Jeannot Mersch, President of the European Federation of Road Traffic Victims (FEVR), commenting on the results, said: “We call on political leaders and health ministers around the world to have this treatment available in their rescue services as this would largely help us reach the target set by the EU and UN for reducing road deaths in road traffic by 50% till 2030, and keep on track towards the final goal, Vision Zero - no more deaths and serious injuries in our streets and on our roads.”
As the only proven lifesaving treatment for traumatic injury, TXA is included in guidelines and protocols around the world, including the WHO list of essential medicines. In addition to being safe and clinically effective, TXA use in trauma patients is highly cost-effective, even in low- and middle-income settings. Yet only a fraction of trauma victims receives prompt TXA treatment. This needs to change, says victims’ organisations.

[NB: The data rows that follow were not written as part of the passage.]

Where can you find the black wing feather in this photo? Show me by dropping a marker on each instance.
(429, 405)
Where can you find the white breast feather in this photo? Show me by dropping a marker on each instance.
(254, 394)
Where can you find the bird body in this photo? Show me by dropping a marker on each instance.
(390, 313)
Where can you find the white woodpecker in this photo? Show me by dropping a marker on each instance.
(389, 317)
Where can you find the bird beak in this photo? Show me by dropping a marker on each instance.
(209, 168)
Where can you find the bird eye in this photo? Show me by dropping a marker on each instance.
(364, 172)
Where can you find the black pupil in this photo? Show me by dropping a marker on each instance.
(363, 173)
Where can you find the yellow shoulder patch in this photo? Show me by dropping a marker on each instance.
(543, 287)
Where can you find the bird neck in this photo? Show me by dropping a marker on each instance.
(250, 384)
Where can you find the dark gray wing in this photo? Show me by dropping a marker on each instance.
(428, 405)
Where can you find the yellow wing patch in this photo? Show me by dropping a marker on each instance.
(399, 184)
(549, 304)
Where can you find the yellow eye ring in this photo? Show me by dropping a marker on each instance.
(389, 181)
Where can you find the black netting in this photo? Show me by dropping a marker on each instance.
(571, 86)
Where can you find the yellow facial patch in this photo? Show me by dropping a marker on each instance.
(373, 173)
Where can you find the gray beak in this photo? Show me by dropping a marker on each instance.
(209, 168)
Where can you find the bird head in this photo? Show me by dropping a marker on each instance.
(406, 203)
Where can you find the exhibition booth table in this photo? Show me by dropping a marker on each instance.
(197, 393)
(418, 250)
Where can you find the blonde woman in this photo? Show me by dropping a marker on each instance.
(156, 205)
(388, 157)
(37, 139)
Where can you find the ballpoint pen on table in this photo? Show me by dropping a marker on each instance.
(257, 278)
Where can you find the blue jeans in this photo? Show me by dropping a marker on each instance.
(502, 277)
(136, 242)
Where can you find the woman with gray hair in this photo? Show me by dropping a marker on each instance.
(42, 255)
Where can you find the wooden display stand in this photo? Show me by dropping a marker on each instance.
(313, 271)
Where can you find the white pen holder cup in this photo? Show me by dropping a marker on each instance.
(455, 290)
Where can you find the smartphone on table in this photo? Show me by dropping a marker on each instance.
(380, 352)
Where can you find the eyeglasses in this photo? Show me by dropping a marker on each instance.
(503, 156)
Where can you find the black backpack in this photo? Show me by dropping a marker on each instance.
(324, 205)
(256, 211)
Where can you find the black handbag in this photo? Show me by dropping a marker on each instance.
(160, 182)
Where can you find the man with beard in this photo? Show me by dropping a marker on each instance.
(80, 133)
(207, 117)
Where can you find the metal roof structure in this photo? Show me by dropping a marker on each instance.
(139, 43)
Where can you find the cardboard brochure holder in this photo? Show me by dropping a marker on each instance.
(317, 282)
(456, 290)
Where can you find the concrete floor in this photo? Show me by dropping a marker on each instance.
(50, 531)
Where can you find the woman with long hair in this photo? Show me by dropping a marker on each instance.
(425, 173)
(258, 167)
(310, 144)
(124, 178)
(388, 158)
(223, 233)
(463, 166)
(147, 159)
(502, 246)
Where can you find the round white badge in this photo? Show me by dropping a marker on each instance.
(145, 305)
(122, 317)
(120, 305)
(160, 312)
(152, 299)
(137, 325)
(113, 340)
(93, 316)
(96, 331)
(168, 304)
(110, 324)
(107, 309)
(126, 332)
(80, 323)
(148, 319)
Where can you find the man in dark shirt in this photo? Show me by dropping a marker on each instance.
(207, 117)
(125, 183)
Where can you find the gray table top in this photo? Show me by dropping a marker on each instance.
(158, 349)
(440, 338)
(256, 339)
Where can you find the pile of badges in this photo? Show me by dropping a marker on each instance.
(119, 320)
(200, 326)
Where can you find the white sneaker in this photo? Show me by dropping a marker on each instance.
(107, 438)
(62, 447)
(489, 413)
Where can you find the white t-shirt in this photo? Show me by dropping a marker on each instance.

Recent research found that TXA is well tolerated and rapidly absorbed when given to bleeding trauma patients by intramuscular injection, meaning first responders can quickly give TXA at the scene. Usually given by intravenous injection (IV), intramuscular administration could greatly expand access to urgent pre-hospital TXA treatment, improving trauma care around the world, especially in low- and middle-income countries where over 90% of trauma deaths occur.
Each year around five million people worldwide die from injuries, many of which happen in road crashes, the leading cause of death and acquired disability among young people, particularly young men. Every 24 seconds a person is killed on the roads. The bereaved families of the victims suffer long lasting, often permanent, grief and loss.
Sunday 15th November 2020 marks 25 years since the World Day of Remembrance for Road Traffic Victims was first observed internationally. This year, the European Federation of Road Traffic Victims (FEVR) and the research team are making a call to action for a better post-crash response – ensuring road traffic victims get TXA as soon as possible to reduce road crash deaths.
Brenner A, Belli A, Chaudhri R, Coats T, Frimley L, Jamaluddin S, Jooma R, Sandercock P, Shakur-Still H, Shokunbi T, Roberts I. Understanding the neuroprotective effect of tranexamic acid : an exploratory analysis of the CRASH-3 randomised trial. Critical Care. DOI: 10.1186/s13054-020-03243-4.